Iguchi and Yoshihiru Nishimura, the extremely talented makeup effects supervisor behind RoboGeisha and Machine Girl, also helm two thirds of the less hilarious omnibus Mutant Girls Squad. Vampire Girl's titular she-wolf and female bloodsucker would probably fit right in with Mutant's uniformed gang of killer coeds if they weren't so busy using the student body as collateral damage in their ongoing battle for their school's resident dreamboat. The phrase "teen heartthrob" has perhaps never been treated so literally on film.

Unfortunately, most of the US features are more likely to elicit groans rather than screams and cackles. Aforementioned Reefer Madness spoof Dr. "S" Battles the Sex Crazed Reefer Zombies unsuccessfully attempts to splice the stoner comedy with the zombie film. Mil Mascaras vs. The Aztec Mummy, something of a crossover vehicle for legendary Mexican wrestling icon Mil Mascaras, has a certain retro charm but can't compare to the (staged) drama of an actual luchadore match. And despite the GLAAD protests that greeted it when it played at the Tribcea Film Festival, Israel Luna's Ticked off Trannies with Knives is more offensive for its shot-by-shot derivativeness of Deathproof than for the graphic violence suffered by its transgender characters. Besides, these club divas have far worse things in store for their attackers, although nothing so brutal as what befalls the unfortunate young torture victims in Koji Shiraishi's endurance test of a film, Grotesque.

Some of the festival's more riveting selections come from further afield, both in terms of their country of origin as well as their approach to what is admittedly well-covered ground. (Exactly how many times can a viral infection be unleashed that transforms the populace into the brain-hungry undead?). In the Romanian-set Strigoi British filmmaker Faye Jackson recasts the vampire myth in light of the recent political history of Dracula's actual homeland. Vlad initially seeks to pin blame for his grandfather's mysterious death on the village's creepy ex-Communist official, but soon finds out that the current ruling class has fangs of its own. And Icelandic entry Reyjavik Whale Watching Massacre earns points simply for the absurdity of its premise: What if Texas Chainsaw Massacre took place on a whale-watching cruise off the coast of Iceland?

Save for the atrocious 1984 Redux version of Fritz Lang's dystopian classic Metropolis, this year's '80s-heavy choice of rep screenings are also strong. Run, don't walk, to Lady Terminator, an Indonesian re-make of James Cameron's 1984 blockbuster. Long a cult favorite, Lady swaps out Arnie's robo-assassin for a female anthropology student possessed by an ancient spirit. Her mission: to kill by any means necessary the great-granddaughter of the man who originally defeated the supernatural being. Preceding Lady by eight years but matching it in firepower is James Glickenhaus' similarly titled, The Exterminator, in which a disabled Vietnam vet "cleans up" the streets of New York a la Travis Bickle.
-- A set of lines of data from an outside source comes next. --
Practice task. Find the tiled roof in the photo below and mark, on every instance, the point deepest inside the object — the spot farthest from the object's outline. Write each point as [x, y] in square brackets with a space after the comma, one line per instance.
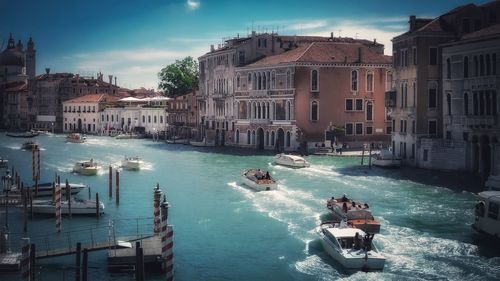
[326, 52]
[94, 98]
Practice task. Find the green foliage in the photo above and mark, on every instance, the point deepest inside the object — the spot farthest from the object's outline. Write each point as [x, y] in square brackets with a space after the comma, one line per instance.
[179, 78]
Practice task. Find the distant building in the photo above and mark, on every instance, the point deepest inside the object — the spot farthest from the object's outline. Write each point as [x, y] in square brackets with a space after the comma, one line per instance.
[418, 95]
[297, 98]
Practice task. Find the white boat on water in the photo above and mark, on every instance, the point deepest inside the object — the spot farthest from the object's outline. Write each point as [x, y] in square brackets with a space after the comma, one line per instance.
[356, 213]
[202, 143]
[290, 160]
[76, 138]
[259, 180]
[487, 213]
[350, 246]
[78, 207]
[386, 159]
[131, 163]
[87, 168]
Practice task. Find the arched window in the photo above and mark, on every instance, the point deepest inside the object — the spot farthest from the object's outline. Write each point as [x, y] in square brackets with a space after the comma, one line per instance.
[448, 103]
[314, 111]
[369, 111]
[314, 80]
[466, 67]
[448, 68]
[466, 104]
[354, 80]
[369, 81]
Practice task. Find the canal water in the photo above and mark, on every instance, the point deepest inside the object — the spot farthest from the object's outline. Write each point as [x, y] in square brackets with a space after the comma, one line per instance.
[225, 231]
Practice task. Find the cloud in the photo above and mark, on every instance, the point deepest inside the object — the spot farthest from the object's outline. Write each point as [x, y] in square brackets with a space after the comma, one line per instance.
[193, 4]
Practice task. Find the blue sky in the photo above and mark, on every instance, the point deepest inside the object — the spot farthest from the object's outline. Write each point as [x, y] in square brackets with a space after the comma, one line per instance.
[135, 39]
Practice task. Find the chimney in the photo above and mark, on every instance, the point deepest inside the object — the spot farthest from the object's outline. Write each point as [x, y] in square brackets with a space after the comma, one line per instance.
[413, 22]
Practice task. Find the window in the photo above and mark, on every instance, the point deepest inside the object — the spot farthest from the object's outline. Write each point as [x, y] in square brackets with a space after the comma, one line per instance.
[348, 128]
[466, 67]
[314, 80]
[369, 81]
[354, 80]
[349, 104]
[433, 56]
[369, 111]
[466, 104]
[432, 127]
[359, 104]
[448, 68]
[359, 128]
[369, 130]
[314, 111]
[432, 97]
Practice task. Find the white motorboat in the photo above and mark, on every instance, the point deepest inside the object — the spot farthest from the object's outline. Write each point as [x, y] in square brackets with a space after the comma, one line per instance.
[202, 143]
[131, 163]
[350, 246]
[386, 159]
[87, 168]
[76, 138]
[487, 213]
[290, 160]
[355, 212]
[259, 180]
[46, 189]
[78, 207]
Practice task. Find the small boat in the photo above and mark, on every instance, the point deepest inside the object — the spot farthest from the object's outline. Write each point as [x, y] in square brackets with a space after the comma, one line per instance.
[386, 159]
[131, 163]
[290, 161]
[259, 180]
[351, 247]
[87, 168]
[202, 143]
[22, 135]
[29, 145]
[355, 212]
[78, 207]
[4, 163]
[76, 138]
[487, 212]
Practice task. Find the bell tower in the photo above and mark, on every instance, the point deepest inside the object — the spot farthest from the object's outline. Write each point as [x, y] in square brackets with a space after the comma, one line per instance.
[31, 59]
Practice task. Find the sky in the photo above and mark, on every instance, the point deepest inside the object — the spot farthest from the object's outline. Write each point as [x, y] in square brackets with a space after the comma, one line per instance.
[134, 40]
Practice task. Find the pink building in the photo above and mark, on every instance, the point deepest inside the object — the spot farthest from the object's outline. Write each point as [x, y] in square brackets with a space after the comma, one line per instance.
[297, 97]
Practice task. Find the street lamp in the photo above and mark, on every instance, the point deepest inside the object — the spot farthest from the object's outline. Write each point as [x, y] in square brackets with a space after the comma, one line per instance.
[6, 183]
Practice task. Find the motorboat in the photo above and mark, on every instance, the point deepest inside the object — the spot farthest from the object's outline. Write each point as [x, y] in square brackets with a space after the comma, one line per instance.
[351, 247]
[29, 145]
[487, 213]
[290, 160]
[259, 180]
[386, 159]
[87, 168]
[78, 207]
[76, 138]
[28, 134]
[355, 212]
[202, 143]
[131, 163]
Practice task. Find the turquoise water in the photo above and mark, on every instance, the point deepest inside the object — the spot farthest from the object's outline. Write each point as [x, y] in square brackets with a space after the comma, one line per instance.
[224, 231]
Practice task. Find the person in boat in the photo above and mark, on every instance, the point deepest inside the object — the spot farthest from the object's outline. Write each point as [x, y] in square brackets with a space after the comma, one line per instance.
[357, 241]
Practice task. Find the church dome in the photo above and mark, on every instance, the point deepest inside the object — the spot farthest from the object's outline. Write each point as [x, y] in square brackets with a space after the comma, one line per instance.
[11, 57]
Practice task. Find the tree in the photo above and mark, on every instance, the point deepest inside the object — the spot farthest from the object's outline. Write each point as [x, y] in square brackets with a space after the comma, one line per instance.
[179, 78]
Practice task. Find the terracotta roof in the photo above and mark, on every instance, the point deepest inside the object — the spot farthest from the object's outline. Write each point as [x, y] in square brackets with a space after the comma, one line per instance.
[326, 52]
[94, 98]
[485, 32]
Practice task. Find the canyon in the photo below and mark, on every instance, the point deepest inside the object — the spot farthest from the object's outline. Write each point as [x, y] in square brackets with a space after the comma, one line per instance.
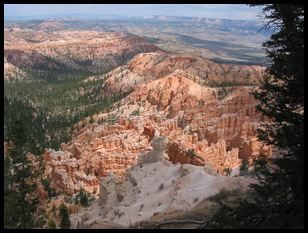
[198, 128]
[174, 131]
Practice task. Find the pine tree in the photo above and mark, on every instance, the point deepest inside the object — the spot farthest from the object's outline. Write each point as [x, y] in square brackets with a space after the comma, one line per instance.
[18, 173]
[281, 97]
[277, 200]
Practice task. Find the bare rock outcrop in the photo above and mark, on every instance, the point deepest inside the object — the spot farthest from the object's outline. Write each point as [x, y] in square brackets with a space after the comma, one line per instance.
[182, 120]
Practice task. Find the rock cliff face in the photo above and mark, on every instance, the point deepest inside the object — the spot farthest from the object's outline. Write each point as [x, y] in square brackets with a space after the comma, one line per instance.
[71, 50]
[146, 67]
[196, 127]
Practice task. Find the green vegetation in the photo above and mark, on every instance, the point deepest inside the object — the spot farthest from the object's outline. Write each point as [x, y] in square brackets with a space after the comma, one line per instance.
[277, 200]
[20, 199]
[52, 106]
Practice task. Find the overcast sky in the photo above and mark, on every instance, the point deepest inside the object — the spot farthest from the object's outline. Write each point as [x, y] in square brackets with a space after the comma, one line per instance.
[228, 11]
And if choosing which films to see wasn't enough to tussle over, there's also the concurrent Summer Music Fest to consider. Storied rabble-rousers such as The Dwarves and Triple Cobra, among many others, take the stages of Potrero Hill venues Bottom of the Hill and Thee Parkside, providing a musical counterpart to the mayhem onscreen. Just be sure to leave the black eyes, and nicks and scrapes, to the make-up experts. No one wants to be the guy who has to mop your cranial soup off the floor after a failed stage dive.